55A Jurisdiction of Court of Appeal

...

(3) Notwithstanding anything in subclause (2) of this Article, and except where under any Act a judgment of the High Court is declared to be final, the Court of Appeal may, in any case in which it thinks fit and at any time, grant special leave to appeal to that Court from any judgment of the High Court, subject to such conditions as to security for costs and otherwise as the Court of Appeal thinks fit.

[6] We accept that art 55A(3) allows the Court to grant special leave to appeal out of time against a decision of the High Court.[2] However, Reeves J considered an appeal out of time against a decision of the Commissioners. This is provided for in s 47D of the Niue Amendment Act (No 2) 1968 and r 39 of the Niue Land Court Rules 1969. Rule 39 states:
  1. Appeal from Commissioner

(1) Any party to any proceedings before a Commissioner may appeal from any order or decision of the Commissioner to a Judge of the High Court.

(2) Every such appeal shall be by way of an application in form 1 to the High Court, and shall be filed in the Court office within 28 clear days after the date of the order or decision appealed from.

....

[7] This rule imposes a mandatory requirement that any appeal against a decision of a Commissioner must be filed within 28 days after the date of the decision. This rule is absolute. There is no equivalent to art 55A(3) which gives the Court discretion to grant leave to appeal such a decision out of time.
[8] Mr Talagi argued that the appellant is elderly and is not familiar with Court process. He contends that requiring strict compliance with this timeframe is a breach of natural justice and the principles of the Bill of Rights, as enshrined in the New Zealand Bill of Rights Act 1990.
[9] Filing deadlines are nothing new. Mandatory timeframes for filing proceedings are common, not only in Niue, but in most jurisdictions worldwide. We do not accept that the filing deadlines in this case are a breach of natural justice or the Bill of Rights.
[10] The jurisdiction granted to this Court is purely statutory.[3] We can only exercise those powers conferred on the Court by statute or regulation. Rule 39 is clear that any appeal against a decision of a Commissioner has to be filed within 28 days. Neither the High Court, or the Court of Appeal, has any discretion to extend that timeframe. Mr Foulagi’s appeal was filed outside of that timeframe. There was no option available other than to dismiss the appeal.
[11] The same applies to an application for rehearing. Rule 30 of the Niue Land Court Rules 1969 states:
  1. Application for rehearing

No application under section 45 of the Niue Amendment Act (No 2) 1968 for a rehearing shall be made after the expiration of 14 clear days after the making of the order or determination in the matter in respect of which the rehearing is sought.

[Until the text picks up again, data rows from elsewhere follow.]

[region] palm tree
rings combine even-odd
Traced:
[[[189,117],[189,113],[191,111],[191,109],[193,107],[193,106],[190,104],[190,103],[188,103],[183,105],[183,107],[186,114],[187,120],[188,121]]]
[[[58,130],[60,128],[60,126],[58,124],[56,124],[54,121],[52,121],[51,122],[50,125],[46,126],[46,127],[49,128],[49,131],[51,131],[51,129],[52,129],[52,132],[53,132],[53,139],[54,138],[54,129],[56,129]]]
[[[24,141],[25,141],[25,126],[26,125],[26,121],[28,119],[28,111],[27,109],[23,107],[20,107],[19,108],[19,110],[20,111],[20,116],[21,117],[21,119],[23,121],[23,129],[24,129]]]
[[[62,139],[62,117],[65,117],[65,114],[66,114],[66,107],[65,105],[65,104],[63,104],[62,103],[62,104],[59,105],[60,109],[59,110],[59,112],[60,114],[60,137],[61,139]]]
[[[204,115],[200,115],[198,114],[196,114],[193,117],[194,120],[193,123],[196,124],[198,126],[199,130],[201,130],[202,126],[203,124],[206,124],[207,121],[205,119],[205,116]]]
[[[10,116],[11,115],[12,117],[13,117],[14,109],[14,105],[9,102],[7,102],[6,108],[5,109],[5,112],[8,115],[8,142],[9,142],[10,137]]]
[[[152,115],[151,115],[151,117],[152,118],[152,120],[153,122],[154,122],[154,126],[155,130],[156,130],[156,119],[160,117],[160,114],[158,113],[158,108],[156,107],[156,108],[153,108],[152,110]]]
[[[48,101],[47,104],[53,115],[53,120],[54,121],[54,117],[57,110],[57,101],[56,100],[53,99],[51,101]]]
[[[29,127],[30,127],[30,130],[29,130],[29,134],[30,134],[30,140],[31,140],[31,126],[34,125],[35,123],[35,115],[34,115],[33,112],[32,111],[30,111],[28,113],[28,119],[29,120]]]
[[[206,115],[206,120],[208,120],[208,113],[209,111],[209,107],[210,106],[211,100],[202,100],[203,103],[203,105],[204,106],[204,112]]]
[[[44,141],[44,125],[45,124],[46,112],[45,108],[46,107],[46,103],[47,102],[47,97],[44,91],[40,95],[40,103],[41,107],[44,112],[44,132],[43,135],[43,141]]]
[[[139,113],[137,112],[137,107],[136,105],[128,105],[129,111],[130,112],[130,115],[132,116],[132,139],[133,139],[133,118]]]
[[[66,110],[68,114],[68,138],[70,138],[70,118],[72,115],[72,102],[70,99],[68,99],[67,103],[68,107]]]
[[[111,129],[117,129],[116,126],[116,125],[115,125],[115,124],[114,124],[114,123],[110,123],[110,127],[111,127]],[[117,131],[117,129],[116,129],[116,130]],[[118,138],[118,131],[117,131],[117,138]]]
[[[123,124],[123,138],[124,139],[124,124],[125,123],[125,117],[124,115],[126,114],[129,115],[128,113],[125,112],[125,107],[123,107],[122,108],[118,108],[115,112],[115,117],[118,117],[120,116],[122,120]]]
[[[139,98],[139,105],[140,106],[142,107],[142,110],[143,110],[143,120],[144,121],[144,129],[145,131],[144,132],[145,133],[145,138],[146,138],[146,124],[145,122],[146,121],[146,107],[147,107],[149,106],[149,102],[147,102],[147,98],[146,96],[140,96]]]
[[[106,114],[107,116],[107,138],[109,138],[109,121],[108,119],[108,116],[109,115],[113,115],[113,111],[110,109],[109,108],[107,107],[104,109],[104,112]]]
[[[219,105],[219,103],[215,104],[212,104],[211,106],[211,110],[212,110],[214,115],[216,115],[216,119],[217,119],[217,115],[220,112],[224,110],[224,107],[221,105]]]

[12] This rule is clear that an application for rehearing must be filed within 14 days. Once again, the Court has no discretion to extend this timeframe. Article 55A(3) only applies to an appeal against a decision of the High Court, not an application for rehearing. Mr Foulagi’s application for rehearing was filed outside this timeframe and so is time barred.
[13] While this appeal must be dismissed, we record that occasions will arise where the interests of justice support the grant of an extension to appeal from a decision of a Commissioner, or to seek a rehearing. As noted, at present the Court has no discretion to grant such an extension even where the circumstances support an enlargement of time. We raise this as a matter for the Niue Legislature to consider as a possible amendment to the Niue Land Court Rules 1969.

Decision

[14] The appeal against the decision of Reeves J is dismissed.
[15] If the respondents seek costs, they are to file and serve submissions on costs within two months of this judgment. The appellant is to file and serve any submissions in response within a further two months. We will then make a decision as to costs on the papers.

Pronounced at 2:20pm in Whangārei on the 2nd day of July 2019.


C T Coxhead W W Isaac M P Armstrong
CHIEF JUSTICE JUSTICE JUSTICE


[1] Foulagi v Tukiuha HC Niue (Land Division) 11339, 1 November 2018.

[2] Fukava-Funaki v Douglas CA Niue, 11549, 12 February 2019; Hipa v the Crown CA Niue, 9 July 2012; and Mc Coy v the Crown CA Niue, CR 26/09, 1 March 2011.

[3] See Mc Coy v The Crown CA Niue, CR 26/09, 1 March 2011 at [6].